Part of this aversion stems from my academically conditioned fear that being married with children makes me less of a feminist, and another is a fear that one day I will be scooping baby barf off a new white blouse wondering where I went wrong. I’ve since realized that sharing and creating life with someone doesn’t mean I’m any less of a strong, independent woman. Being able to autonomously make such a decision is actually a powerful part of being a woman.
My mother’s selflessness, bravery and blind sacrifice of an unwritten and an untold future in the name of raising two [once] hell-raising children warms my heart in a way that makes me want to jump the next flight home to New York. I can only hope to grow up to be the woman she became and the mother and friend she is to her daughter and her son. It is worthy to note here however, that I’m still working on that baby barf part.
I rifled through all of the above thoughts, a million miles a minute. It couldn’t have been more than two before the woman collapsed her stroller, neatly concealed her hair until I could no longer distinguish her as a redhead, and opened her arms to receive her child.
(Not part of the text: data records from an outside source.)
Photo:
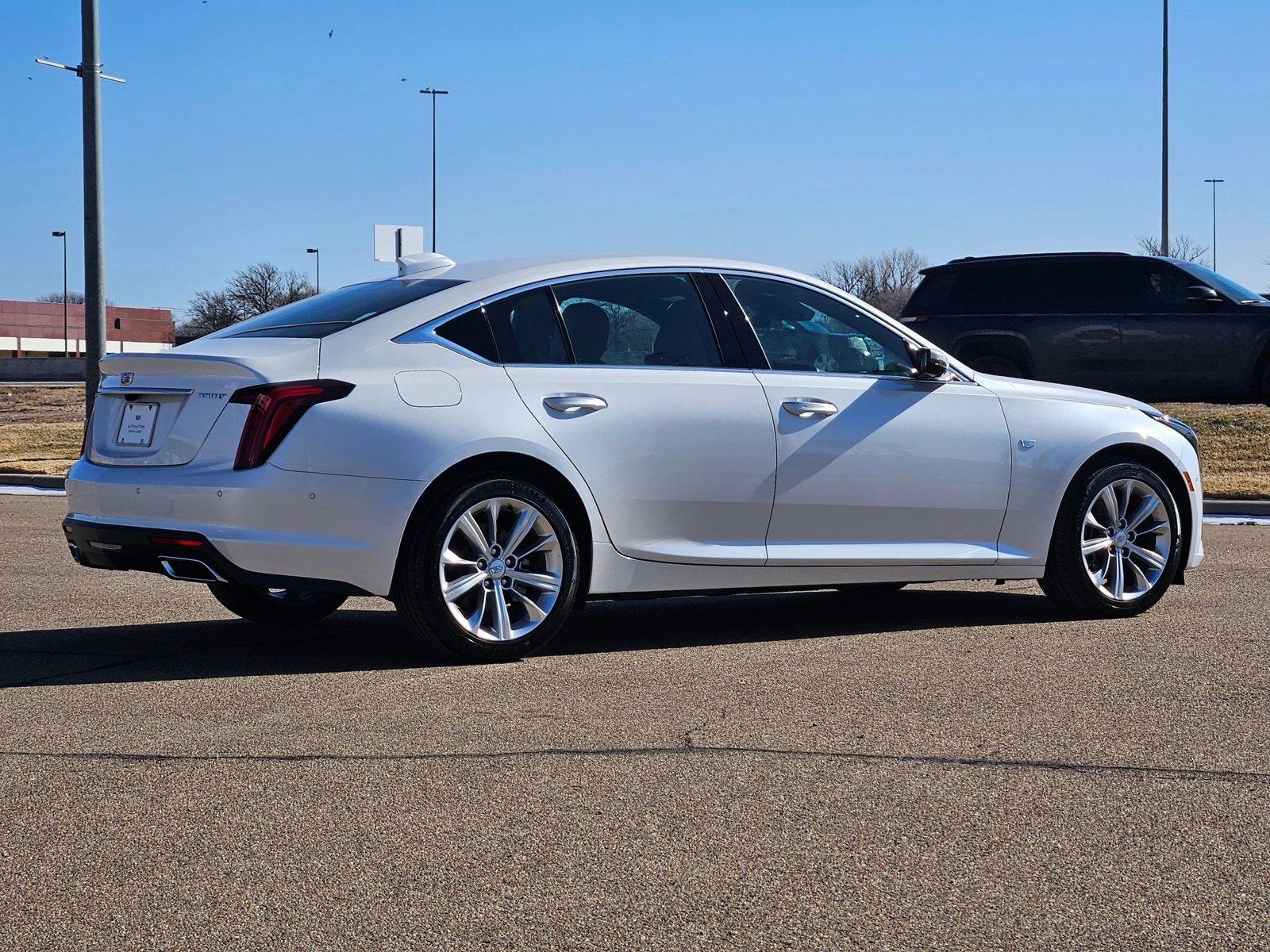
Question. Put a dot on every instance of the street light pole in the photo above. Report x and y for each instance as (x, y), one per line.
(318, 251)
(1164, 148)
(67, 324)
(435, 93)
(94, 276)
(1214, 219)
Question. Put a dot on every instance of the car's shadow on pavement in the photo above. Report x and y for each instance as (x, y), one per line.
(375, 640)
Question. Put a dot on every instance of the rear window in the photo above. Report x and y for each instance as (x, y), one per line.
(325, 314)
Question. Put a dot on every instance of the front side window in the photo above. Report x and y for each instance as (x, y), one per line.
(648, 321)
(325, 314)
(806, 330)
(526, 328)
(1162, 290)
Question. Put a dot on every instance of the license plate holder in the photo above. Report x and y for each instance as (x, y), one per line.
(137, 427)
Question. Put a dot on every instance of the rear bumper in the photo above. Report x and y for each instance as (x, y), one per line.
(188, 556)
(264, 524)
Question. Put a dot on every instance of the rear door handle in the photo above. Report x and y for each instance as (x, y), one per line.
(575, 404)
(806, 408)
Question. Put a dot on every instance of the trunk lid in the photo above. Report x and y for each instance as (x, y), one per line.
(158, 409)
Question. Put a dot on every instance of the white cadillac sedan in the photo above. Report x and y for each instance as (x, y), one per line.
(491, 443)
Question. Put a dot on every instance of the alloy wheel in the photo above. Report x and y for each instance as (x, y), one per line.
(1126, 539)
(501, 569)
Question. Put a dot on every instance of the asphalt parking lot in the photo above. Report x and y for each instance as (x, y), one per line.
(949, 767)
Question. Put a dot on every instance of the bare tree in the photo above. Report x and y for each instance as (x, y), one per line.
(1180, 247)
(55, 298)
(252, 291)
(884, 281)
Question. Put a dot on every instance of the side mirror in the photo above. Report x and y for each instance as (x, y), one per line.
(1202, 295)
(927, 365)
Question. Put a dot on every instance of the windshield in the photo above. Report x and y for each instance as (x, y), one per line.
(325, 314)
(1226, 286)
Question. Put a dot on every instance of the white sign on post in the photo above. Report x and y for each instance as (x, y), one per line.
(393, 241)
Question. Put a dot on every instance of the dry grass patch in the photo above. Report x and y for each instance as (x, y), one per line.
(41, 404)
(48, 448)
(1233, 447)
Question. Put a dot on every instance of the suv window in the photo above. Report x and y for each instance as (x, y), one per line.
(654, 321)
(325, 314)
(1161, 290)
(802, 329)
(526, 328)
(1039, 287)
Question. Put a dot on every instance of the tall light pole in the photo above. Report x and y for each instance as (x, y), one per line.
(67, 323)
(94, 274)
(435, 93)
(318, 251)
(1164, 146)
(1214, 219)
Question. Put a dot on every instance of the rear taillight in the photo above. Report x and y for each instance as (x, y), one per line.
(276, 408)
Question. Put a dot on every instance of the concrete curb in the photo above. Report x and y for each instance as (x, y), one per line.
(21, 479)
(1212, 507)
(1237, 507)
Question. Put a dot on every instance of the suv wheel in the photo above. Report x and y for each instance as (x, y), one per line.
(276, 606)
(491, 574)
(1115, 546)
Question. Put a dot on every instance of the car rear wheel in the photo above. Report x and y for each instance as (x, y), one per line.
(491, 574)
(1117, 543)
(277, 606)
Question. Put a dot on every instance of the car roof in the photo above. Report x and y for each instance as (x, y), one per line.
(990, 260)
(524, 271)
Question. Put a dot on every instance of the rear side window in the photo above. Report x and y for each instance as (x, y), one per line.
(648, 321)
(802, 329)
(471, 333)
(526, 328)
(325, 314)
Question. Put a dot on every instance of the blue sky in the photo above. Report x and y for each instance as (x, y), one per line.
(787, 132)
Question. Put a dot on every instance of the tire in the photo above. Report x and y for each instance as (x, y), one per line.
(996, 365)
(1071, 577)
(277, 606)
(482, 577)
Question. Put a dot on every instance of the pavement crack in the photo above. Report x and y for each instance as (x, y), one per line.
(690, 742)
(1185, 774)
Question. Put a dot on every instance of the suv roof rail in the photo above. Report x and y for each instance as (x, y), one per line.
(1026, 257)
(1041, 254)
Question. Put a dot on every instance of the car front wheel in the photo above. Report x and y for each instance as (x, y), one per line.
(1117, 543)
(491, 574)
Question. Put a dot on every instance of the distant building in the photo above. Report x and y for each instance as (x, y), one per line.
(35, 329)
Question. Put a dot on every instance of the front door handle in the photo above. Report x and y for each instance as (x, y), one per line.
(575, 404)
(806, 408)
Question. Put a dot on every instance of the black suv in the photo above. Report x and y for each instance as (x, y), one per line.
(1151, 328)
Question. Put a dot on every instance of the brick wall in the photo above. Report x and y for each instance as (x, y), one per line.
(35, 328)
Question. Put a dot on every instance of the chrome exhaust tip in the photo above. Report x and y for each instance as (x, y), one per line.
(190, 570)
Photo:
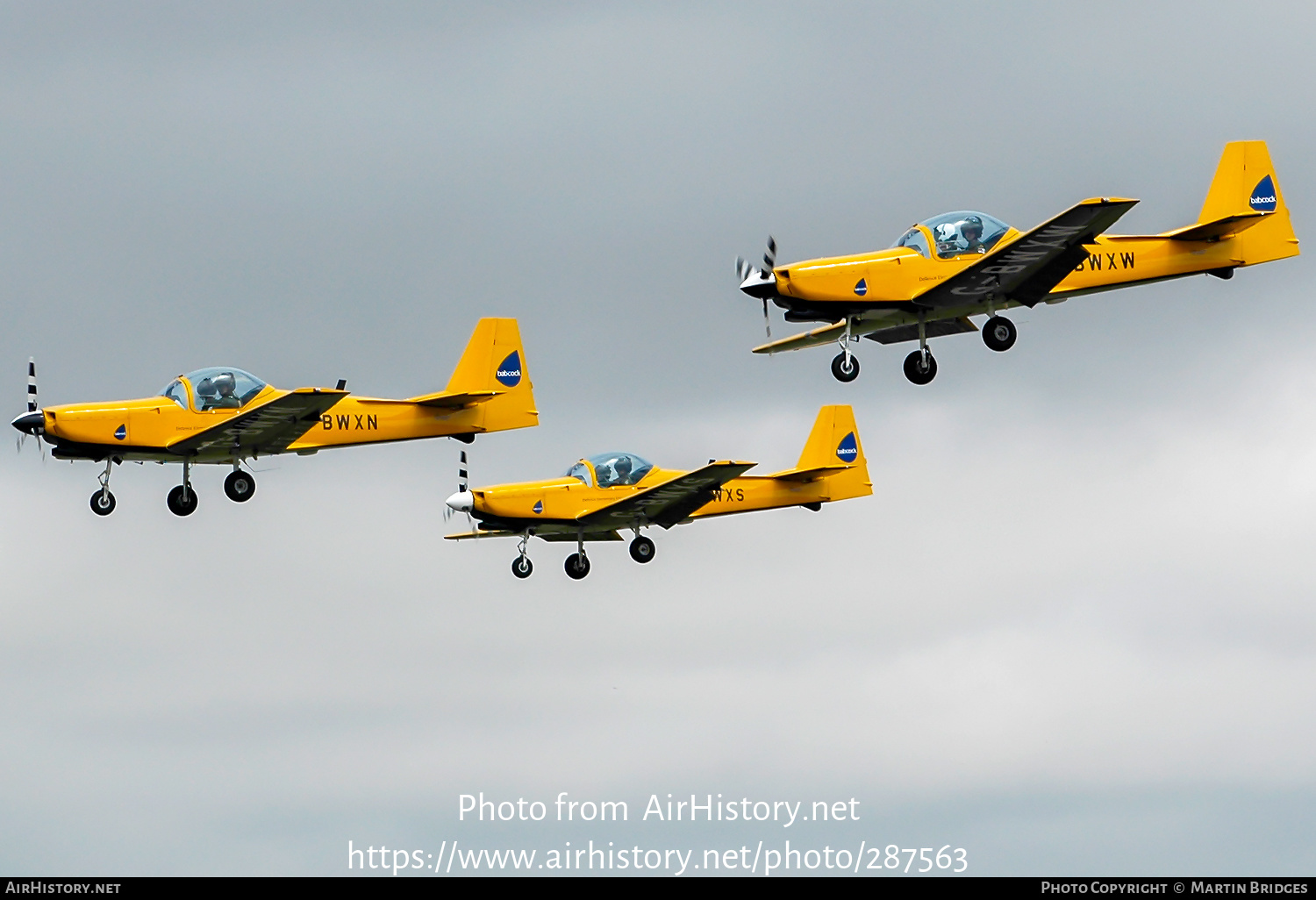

There was no exchange of spoken word. If there is one thing I’ve learned while assimilating into Israel for the past eight plus months it’s that language simply does not matter. I admit this may come off sounding extreme, especially as a writer and lover of words, but in a country teeming with shades of grey, every once in a while I feel the deep need to boldly present myself. I spent three months chasing and rolling around on the ground with Israeli children from a women’s shelter who knew not one beat of English, and they contributed to my transformative experiences more than the adult English speakers in this country have. I have spent significant time with an Arab woman in the Triangle region of Israel who did not know English but whose mustered gesture “I like you” meant more to me than any esoteric and tender verse.
I was a puddle with lips of cement and I remember barely murmuring a lame “ein baaya.” She gently smiled, showing no teeth and her eyes were soft. She was young and old as she turned to her child to inspect what she had created. I inspected myself, the child my mother made and raised. I felt just as small as the thing I had in my arms moments before. Thankfully, there were no signs of milky spit-up, but when I returned the infant I did not also return the new emotions the experience gave me.
In sharing this story with a Jerusalemite, my story was not met with visible surprise. I was taught a new phrase, kol yisrael arevim zeh bazeh, meaning all of Israel are responsible for each other. I guess some people take it to the extreme.
I understand my account of this morning may not be as stupefying for some readers, but it was an experience that renewed my deep love for human life, open, searching palms and the kindness of strangers by blind trust. There may be miles to go before Israel can realize any kind of full peace but in the meantime its citizens are handing off their babies left and right.